Por otro lado, me ha resultado curioso que a lo largo del libro la autora haga críticas a sus compatriotas polacos. Quizás la más representativa es esta, extensa pero ilustrativa: «Wojnicz intentaba evitar cualquier encuentro con sus compatriotas. Primero, consideraba que era mejor practicar el alemán que malgastar las energías en chácharas con sus paisanos. Segundo, los polacos lo irritaban. Lo irritaba su espíritu gregario porque buscaban todo el tiempo su propia compañía y se pegaban unos a otros formando una masa mundana que se desplazaba arriba y abajo por el bulevar, centrada en sí misma, en apariencia confiada, pero en el fondo llena de complejos y de un vergonzoso sentimiento de no encajar. Constituían un ombligo andante del mundo, ocupados solo de sí mismos y ciegos a todo lo que les rodeaba. […]. Lo irritaba la inseguridad cuidadosamente disimulada de los polacos, una inseguridad que intentaban camuflar por todos los medios, más dispuesta a convertirse en fanfarronería que a dejarse descubrir».

Wojnicz siente pavor hacia su padre por lo estricto que este siempre se mantuvo con él. El protagonista, tan sensible, se adaptó a un mundo dominado por esa figura masculina y donde no se permitía nada que oliera a debilidad (y, por ende para ellos, a mujer). Sin embargo, cuando era adolescente, le gustaba ir al desván de su casa y vestirse con mantelería, como las togas de los antiguos griegos, y despojarse de las ropas masculinas que le apretaban demasiado. De hecho, cuando Wojnicz ve el cuerpo inerte de la mujer del dueño de la pensión, piensa en su niñez y en todos esos «detalles que constituyen la esencia de la mujer: pliegues, fruncidos, volantes, sobrefaldas, encajes, canesús, todo aquel paganismo de telas cuya finalidad es ocultar el cuerpo femenino».

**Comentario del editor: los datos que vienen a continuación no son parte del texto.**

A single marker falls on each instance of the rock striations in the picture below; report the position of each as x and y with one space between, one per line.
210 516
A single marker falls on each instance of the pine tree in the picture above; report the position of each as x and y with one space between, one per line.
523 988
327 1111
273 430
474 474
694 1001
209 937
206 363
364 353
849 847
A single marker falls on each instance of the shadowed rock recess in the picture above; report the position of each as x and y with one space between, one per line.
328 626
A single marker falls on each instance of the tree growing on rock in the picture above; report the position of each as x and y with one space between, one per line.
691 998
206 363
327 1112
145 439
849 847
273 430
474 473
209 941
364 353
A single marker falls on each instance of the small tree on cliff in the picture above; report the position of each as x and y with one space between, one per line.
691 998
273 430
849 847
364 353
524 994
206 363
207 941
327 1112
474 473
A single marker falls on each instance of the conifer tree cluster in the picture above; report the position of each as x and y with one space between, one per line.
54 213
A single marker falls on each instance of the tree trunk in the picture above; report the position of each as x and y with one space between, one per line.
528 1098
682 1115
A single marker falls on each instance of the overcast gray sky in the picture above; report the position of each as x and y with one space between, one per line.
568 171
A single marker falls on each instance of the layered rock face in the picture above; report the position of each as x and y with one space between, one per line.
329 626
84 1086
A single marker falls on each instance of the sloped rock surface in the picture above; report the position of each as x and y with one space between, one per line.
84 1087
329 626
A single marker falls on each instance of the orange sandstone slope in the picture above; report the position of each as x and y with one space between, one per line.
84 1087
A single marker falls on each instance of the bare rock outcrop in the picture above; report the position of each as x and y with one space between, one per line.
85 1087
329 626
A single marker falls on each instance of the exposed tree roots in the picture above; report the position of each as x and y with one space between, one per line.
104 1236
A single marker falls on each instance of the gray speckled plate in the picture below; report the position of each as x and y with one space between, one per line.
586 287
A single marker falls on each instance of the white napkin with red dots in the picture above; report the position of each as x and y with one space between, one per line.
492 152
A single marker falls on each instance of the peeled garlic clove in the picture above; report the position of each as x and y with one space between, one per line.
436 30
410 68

Tierra de empusas es la primera novela que Olga Tokarczuk publicó después de que le dieran el Nobel. A estas obras postpremios se les presupone una bajada de nivel; sin embargo, y aunque no he leído otros libros de la autora, no me parece para nada malo. En estas páginas, el lector tiene la sensación de que tanto el protagonista como los personajes que lo rodean, pese a sus ideologías y creencias variadas, tienen una represión impuesta o autoimpuesta que les dificulta la adaptación a la sociedad o les amarga la existencia; que tienen algo oculto que no pueden transmitir, aunque lo deseen, aunque lo sienten o aunque lo piensen. Wojnicz parece ingenuo, a diferencia de sus compañeros de pensión, que muestran una soberbia y una seguridad en sí mismos apabullantes. Tokarczuk usa el realismo mágico, pero de forma sutil, y extrae todas las ideas misóginas de obras literarias y filosóficas mencionadas al final. El desenlace de la historia es delirante, con cambio de roles y una ruptura del ritmo pausado, pero no aburrido, en mi opinión, que tenía hasta entonces. Por su parte, el lector sale de esta obra cargado de manifestaciones y reflexiones que debe ordenar en su propia conciencia y que le animan, al menos me ha ocurrido a mí, a lanzarse a La montaña mágica, de Thomas Mann, para descubrir todo lo que esta historia, en conversación histórica con aquella, puede decirle.